“Theater of War: The Pretend Villages of Iraq and Afghanistan,” Photos by Chris Sims
Christopher Sims was born in Michigan and raised in Atlanta, Georgia. He has an undergraduate degree in history from Duke University, a master’s degree in visual communication from the University of North Carolina at Chapel Hill, and a M.F.A. in studio art from the Maryland Institute College of Art. He worked as a photo archivist at the U.S. Holocaust Memorial Museum in Washington, D.C. and currently teaches photography at the Center for Documentary Studies at Duke University.
His most recent exhibitions include shows at the Griffin Museum of Photography, the Houston Center for Photography, the Light Factory, the Southeastern Center for Contemporary Art, and the Halsey Institute of Contemporary Art. His recent project on Guantanamo Bay was featured in The Washington Post, the BBC World Service, Roll Call, and Flavorwire. In 2010, he was selected as the recipient of the Baum Award for Emerging American Photographers and in 2012 he was named one of the “new Superstars of Southern Art” by the Oxford American magazine.
“In recent years, I have been making photographs within fictitious Iraqi and Afghan villages on the training grounds of U.S. Army bases, places largely unknown to most Americans. The villages are situated in the deep forests of North Carolina and Louisiana, and in a great expanse of desert near Death Valley in California. Each base features clusters of villages spread out over thousands of acres, in a pretend country known by a different name at each base: Talatha, Braggistan, or ‘Iraq.’
The villages serve as a strange and poignant way station for people heading off to war and for those who have fled it. U.S. soldiers interact with pretend villagers who are often recent immigrants from Iraq and Afghanistan, who have now found work in America playing a version of the lives they left behind. The remainder of the village population is drawn from the local communities near the Army bases, including spouses of active duty soldiers as well as military veterans of America’s wars in Vietnam and Korea, some of whom are amputees and who play the part of wounded villagers in their new identities.
The villages are places of fantastic imagination. The actors continue playing their roles as police officers, gardeners, and café owners during the long stretches of day between training exercises. Some villagers plant crops that they harvest months later for food for their lunches and dinners.
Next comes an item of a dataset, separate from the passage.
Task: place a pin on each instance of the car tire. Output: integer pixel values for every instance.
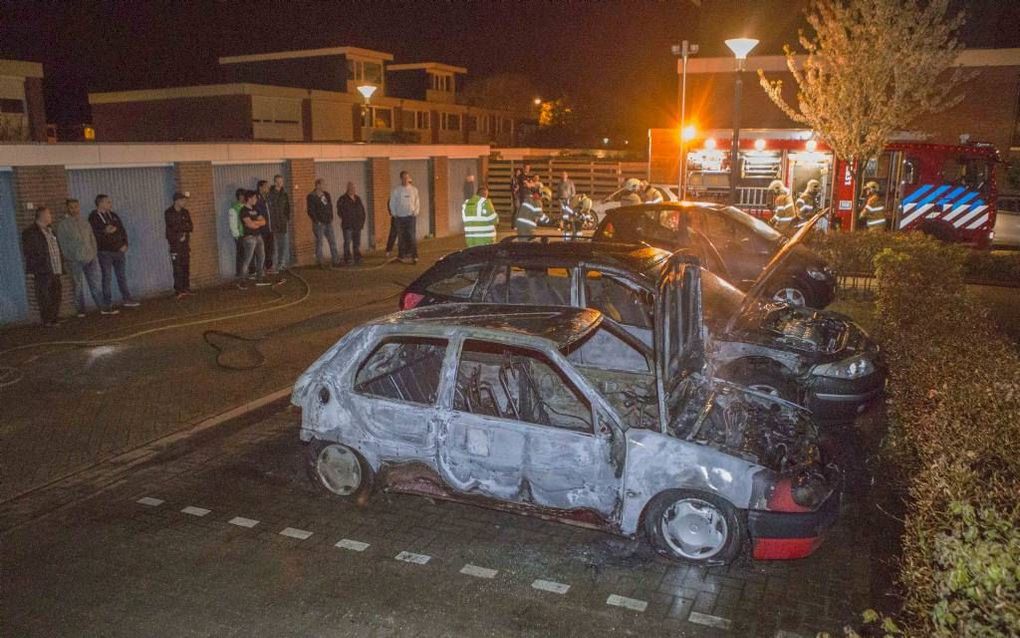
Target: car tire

Others pass their leisure time painting murals on the interior walls to beautify their surroundings, or making arts and crafts to trade with other villagers.
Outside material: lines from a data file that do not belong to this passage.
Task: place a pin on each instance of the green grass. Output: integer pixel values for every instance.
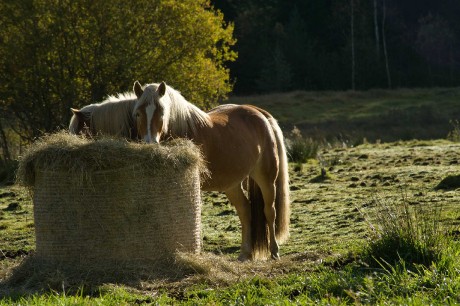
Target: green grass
(334, 255)
(387, 115)
(325, 260)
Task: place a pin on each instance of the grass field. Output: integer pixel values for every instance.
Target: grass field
(339, 200)
(386, 115)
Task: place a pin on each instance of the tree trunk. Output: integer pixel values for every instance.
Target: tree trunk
(4, 144)
(353, 64)
(385, 52)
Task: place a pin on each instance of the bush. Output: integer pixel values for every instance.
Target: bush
(405, 233)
Sometimes I visit the villages with access provided by the military’s public affairs office; other times I am a role player myself, playing the character of a war photographer for the ‘International News Network.’ Here, backstage in the war on terrorism, I see insurgents planting a bomb in a Red Crescent ambulance; American soldiers negotiating with a reluctant mayor; a suicide bomber detonating herself outside of a mosque; and villagers erupting in an anti-American riot. The designers and inhabitants of these worlds take great pride in the scope and fidelity of their wars-in-miniature. By day’s end, hundreds of soldiers and civilians lay dead—the electronic sensors on their special halters indicating whether friendly fire, an improvised explosive device, or a sniper’s bullet has killed them.”